West Africa is struggling with the worst Ebola outbreak on record that has killed at least 4,950 people. Two nurses in the United States and one nurse in Spain have contracted Ebola outside of Africa but survived.
The following are some facts about the outbreak:
Ebola has killed 4,950 people out of 13,241 confirmed, probable and suspected cases, almost all in Liberia, Sierra Leone and Guinea, according to the U.N.'s World Health Organization. It says the true death toll may be three times as much or 15,000 people, while the death rate is thought to be about 70 percent of all cases.
Ebola emerged in a remote forest region of Guinea in March and has also turned up in Nigeria, Senegal and Mali. Health officials declared Nigeria and Senegal Ebola-free in October.
There is no vaccine or cure for Ebola, a hemorrhagic fever. In past outbreaks, fatality rates have reached up to 90 percent. Ebola causes fever, flu-like pains, bleeding, vomiting and diarrhea.
Pharmaceutical companies are working on experimental Ebola vaccines and antiviral drugs, but a significant number of doses will not be available until at least the first quarter of 2015.
Ebola is not airborne. It is transmitted through blood, vomit, diarrhea and other bodily fluids. Healthcare workers in West Africa have been among the hardest hit by the outbreak.

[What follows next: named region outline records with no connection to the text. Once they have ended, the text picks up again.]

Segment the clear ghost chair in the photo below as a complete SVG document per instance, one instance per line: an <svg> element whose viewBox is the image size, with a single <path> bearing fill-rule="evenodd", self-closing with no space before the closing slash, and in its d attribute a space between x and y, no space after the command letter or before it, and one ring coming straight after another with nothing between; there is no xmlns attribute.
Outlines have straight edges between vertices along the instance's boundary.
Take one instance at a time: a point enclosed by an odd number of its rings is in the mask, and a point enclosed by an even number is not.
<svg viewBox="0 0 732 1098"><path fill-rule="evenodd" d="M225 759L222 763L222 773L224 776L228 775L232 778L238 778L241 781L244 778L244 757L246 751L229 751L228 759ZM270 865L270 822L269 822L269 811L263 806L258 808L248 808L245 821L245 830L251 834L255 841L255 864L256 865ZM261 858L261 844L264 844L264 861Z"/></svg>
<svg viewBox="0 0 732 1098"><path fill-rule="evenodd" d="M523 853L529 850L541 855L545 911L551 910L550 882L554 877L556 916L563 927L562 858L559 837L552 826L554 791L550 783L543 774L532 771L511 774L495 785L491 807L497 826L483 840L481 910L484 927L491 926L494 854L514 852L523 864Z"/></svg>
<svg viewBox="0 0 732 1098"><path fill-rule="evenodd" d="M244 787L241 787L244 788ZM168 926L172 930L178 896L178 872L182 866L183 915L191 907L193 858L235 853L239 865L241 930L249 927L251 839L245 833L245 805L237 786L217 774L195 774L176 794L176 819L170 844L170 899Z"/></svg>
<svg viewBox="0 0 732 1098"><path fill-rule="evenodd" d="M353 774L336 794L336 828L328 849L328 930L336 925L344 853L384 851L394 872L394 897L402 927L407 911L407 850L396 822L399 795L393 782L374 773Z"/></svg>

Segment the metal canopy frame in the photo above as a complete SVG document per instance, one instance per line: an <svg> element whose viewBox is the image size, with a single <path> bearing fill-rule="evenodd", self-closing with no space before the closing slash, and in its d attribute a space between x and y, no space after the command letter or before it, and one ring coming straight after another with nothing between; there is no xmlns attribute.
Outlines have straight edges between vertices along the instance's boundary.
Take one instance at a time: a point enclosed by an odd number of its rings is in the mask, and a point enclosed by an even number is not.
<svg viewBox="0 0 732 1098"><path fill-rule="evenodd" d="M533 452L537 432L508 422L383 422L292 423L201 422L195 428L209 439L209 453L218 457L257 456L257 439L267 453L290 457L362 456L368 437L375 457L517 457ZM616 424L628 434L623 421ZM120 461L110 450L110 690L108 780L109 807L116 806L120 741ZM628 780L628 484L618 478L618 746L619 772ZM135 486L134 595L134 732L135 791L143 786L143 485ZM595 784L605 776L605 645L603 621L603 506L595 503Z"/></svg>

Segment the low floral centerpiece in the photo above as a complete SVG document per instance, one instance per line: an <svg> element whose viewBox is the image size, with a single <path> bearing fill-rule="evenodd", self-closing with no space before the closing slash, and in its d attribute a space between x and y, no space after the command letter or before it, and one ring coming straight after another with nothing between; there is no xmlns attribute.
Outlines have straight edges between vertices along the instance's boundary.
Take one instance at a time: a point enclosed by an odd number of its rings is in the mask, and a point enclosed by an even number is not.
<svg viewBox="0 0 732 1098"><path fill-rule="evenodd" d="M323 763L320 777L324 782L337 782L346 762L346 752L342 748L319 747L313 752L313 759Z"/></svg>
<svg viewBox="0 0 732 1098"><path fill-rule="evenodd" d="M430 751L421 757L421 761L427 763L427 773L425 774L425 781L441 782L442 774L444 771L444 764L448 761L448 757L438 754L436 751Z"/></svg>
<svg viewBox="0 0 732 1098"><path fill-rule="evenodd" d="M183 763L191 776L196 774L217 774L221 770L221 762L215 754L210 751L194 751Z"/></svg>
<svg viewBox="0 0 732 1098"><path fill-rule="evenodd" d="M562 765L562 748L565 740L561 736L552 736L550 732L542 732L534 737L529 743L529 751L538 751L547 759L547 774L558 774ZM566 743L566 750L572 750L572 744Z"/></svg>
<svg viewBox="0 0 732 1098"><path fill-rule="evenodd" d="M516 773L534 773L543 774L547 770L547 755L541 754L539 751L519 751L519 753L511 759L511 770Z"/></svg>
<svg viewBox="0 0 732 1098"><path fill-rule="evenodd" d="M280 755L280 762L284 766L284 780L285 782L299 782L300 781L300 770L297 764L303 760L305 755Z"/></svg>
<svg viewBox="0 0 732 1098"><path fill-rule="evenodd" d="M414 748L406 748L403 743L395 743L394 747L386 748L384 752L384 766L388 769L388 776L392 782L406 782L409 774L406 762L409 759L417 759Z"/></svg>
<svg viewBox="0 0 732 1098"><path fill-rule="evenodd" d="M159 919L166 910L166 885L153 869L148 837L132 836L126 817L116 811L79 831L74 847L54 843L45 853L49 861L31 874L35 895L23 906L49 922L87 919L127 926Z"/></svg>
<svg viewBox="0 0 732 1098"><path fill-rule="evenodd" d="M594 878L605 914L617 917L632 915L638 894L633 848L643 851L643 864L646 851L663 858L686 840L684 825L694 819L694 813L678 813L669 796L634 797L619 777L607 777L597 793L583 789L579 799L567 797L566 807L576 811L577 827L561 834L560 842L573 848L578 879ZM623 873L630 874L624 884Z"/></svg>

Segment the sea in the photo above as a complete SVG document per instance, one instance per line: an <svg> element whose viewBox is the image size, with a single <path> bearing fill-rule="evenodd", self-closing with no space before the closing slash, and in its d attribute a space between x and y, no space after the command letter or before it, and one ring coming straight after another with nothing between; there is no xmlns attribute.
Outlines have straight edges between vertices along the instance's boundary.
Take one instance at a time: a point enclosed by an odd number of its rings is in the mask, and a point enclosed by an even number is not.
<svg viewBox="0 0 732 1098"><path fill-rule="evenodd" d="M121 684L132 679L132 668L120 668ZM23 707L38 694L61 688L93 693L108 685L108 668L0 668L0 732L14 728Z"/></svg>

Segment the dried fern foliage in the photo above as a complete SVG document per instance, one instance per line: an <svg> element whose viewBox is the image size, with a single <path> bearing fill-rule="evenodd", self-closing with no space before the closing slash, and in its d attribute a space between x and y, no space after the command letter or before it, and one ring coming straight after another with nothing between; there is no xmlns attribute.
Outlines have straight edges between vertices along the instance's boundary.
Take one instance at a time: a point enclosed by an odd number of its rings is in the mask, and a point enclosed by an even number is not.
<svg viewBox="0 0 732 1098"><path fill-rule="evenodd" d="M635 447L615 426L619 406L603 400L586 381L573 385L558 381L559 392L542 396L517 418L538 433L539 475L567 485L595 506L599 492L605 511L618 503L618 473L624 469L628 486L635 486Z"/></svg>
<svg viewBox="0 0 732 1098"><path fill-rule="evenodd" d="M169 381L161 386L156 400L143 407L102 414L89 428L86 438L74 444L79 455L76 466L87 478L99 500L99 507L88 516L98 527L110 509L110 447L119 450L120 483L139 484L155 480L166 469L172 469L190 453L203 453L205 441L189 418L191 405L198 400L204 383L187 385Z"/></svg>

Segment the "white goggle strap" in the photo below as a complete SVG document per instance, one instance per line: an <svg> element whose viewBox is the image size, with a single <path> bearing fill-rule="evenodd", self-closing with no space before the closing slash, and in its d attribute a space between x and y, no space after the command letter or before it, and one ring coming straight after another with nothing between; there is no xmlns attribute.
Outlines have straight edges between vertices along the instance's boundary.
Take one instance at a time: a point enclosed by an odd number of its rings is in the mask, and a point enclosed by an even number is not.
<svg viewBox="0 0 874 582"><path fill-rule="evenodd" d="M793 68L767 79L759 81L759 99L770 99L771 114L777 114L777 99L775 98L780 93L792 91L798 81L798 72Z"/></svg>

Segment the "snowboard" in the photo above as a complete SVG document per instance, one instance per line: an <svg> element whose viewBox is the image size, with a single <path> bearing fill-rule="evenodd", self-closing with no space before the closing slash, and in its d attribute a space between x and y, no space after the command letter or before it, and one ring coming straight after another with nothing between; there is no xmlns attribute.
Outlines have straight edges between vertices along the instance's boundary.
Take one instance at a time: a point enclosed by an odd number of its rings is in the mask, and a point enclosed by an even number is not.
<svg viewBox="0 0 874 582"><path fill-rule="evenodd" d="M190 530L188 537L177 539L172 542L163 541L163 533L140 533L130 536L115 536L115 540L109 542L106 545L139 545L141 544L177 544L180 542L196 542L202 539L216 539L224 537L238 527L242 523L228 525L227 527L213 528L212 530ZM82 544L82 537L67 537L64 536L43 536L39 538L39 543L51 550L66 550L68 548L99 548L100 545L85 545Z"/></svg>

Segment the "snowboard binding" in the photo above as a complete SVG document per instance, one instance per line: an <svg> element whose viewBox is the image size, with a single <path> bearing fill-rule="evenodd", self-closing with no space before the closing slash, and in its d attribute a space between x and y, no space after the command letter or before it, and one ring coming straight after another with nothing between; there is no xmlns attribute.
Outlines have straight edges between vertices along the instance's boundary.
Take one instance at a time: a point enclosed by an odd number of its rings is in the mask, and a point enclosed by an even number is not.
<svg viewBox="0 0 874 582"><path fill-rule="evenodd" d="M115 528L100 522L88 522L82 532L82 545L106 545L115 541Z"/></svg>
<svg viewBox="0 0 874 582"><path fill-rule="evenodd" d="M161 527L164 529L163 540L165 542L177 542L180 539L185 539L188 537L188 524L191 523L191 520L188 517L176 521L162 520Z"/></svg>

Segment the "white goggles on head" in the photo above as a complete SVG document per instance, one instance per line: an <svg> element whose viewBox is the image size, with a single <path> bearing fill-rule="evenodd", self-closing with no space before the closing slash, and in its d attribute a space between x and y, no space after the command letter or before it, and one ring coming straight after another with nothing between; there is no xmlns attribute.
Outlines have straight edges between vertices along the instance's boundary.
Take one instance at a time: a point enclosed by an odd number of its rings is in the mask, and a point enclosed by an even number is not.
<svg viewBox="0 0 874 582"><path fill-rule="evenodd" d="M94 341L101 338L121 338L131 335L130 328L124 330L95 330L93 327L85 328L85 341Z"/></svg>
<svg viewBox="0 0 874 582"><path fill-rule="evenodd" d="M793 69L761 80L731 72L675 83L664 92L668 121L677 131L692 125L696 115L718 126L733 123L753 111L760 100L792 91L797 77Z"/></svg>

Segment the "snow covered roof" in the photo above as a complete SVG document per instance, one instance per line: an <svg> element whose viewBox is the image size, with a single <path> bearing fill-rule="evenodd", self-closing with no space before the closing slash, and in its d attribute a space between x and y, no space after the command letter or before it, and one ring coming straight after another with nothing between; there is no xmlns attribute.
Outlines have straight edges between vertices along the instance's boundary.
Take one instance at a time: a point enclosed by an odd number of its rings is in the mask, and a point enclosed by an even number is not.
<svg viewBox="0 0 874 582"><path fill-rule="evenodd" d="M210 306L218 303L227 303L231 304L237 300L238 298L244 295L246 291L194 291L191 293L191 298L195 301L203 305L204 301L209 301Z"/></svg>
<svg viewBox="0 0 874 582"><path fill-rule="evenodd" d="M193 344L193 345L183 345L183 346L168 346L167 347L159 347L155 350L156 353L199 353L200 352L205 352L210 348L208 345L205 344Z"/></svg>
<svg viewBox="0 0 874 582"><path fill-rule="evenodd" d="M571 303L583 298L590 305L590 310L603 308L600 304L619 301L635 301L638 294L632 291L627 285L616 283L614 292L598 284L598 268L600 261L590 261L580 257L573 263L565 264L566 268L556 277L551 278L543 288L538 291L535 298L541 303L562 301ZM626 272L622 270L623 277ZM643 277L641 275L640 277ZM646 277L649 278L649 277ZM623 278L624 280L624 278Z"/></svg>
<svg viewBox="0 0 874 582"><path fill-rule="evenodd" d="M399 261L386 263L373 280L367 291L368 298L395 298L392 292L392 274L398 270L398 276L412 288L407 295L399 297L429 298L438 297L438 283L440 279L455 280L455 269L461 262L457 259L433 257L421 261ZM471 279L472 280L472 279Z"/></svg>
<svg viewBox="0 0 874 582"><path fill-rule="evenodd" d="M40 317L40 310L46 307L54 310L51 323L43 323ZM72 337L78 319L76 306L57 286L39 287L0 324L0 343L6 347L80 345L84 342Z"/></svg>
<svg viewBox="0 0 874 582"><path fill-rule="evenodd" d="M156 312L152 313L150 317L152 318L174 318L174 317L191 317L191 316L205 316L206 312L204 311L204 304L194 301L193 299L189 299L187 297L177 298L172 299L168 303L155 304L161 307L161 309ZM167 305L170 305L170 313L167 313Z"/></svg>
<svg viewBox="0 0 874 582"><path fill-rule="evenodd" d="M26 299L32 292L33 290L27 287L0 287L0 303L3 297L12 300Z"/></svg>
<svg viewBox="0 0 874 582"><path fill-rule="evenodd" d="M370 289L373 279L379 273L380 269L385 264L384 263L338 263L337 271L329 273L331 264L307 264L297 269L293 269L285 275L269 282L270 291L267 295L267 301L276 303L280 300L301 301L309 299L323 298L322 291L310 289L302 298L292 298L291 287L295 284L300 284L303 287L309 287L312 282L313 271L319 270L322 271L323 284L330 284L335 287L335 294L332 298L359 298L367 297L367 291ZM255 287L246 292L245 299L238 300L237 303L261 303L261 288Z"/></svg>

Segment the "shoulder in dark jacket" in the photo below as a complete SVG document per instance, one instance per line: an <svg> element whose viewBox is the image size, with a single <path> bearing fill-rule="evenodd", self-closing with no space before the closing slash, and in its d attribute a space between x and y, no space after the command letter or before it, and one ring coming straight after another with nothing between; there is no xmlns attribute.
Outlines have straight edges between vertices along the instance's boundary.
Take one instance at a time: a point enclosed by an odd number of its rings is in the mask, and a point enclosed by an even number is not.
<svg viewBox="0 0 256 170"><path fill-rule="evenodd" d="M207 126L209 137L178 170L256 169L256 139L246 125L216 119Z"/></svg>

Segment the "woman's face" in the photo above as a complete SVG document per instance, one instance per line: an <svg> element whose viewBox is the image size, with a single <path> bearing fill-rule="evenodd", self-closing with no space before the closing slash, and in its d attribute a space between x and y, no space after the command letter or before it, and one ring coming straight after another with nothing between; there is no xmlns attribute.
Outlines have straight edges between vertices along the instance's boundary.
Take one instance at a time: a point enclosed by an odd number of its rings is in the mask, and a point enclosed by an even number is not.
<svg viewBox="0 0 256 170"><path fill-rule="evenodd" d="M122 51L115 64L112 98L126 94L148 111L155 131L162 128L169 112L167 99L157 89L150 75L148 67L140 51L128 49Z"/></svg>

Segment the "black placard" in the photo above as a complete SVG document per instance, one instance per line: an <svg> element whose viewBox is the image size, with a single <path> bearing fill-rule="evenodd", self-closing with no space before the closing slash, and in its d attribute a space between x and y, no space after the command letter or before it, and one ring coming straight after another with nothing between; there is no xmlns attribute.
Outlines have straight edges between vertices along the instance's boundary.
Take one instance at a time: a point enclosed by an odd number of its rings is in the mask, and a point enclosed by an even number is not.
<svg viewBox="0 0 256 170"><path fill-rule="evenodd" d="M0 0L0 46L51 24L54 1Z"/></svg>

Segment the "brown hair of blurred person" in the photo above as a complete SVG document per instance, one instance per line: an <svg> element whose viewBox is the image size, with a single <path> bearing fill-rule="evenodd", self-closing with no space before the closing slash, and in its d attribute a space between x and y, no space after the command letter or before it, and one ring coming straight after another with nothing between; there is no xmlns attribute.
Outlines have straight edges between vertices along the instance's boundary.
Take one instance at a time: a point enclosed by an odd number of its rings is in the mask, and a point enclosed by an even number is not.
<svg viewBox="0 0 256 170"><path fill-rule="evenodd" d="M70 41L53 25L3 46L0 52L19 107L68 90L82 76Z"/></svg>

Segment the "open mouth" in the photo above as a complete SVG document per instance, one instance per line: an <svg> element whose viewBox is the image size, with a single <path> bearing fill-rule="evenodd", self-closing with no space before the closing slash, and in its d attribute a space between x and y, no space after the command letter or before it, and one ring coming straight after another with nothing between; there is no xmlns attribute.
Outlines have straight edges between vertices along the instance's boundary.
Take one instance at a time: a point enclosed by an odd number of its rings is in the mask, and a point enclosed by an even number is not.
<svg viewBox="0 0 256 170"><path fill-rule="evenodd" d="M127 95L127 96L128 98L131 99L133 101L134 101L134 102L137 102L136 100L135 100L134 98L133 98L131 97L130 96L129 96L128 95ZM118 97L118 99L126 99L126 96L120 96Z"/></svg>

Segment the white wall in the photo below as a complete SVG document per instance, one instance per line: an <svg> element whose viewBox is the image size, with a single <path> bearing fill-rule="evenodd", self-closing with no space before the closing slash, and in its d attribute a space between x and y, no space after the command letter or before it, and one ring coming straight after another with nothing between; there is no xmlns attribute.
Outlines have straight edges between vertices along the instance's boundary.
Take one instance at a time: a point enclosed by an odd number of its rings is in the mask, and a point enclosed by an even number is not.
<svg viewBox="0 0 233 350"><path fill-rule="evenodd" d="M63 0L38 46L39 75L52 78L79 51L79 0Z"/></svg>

Ebola symptoms generally appear between two and 21 days after infection, meaning there is a significant window during which an infected person can escape detection, allowing them to travel. However, they are not considered contagious until they start showing symptoms.
Recovery from Ebola depends on the patient’s immune response. People who recover from Ebola infection develop antibodies that last for at least 10 years.
Ebola patients have been treated in the United States, Spain, Germany, France, Norway and the United Kingdom.
The U.S. Centers for Disease Control and Prevention (CDC) has estimated that the number of infections could rise to up to 1.4 million people by early next year without a massive global intervention to contain the virus.
The United States, Britain, France, China, Cuba and international organizations are pouring funds, supplies and personnel into the affected parts of West Africa.
Ebola's suspected origin is forest bats. The virus was first identified in 1976 in what is now known as Democratic Republic of the Congo.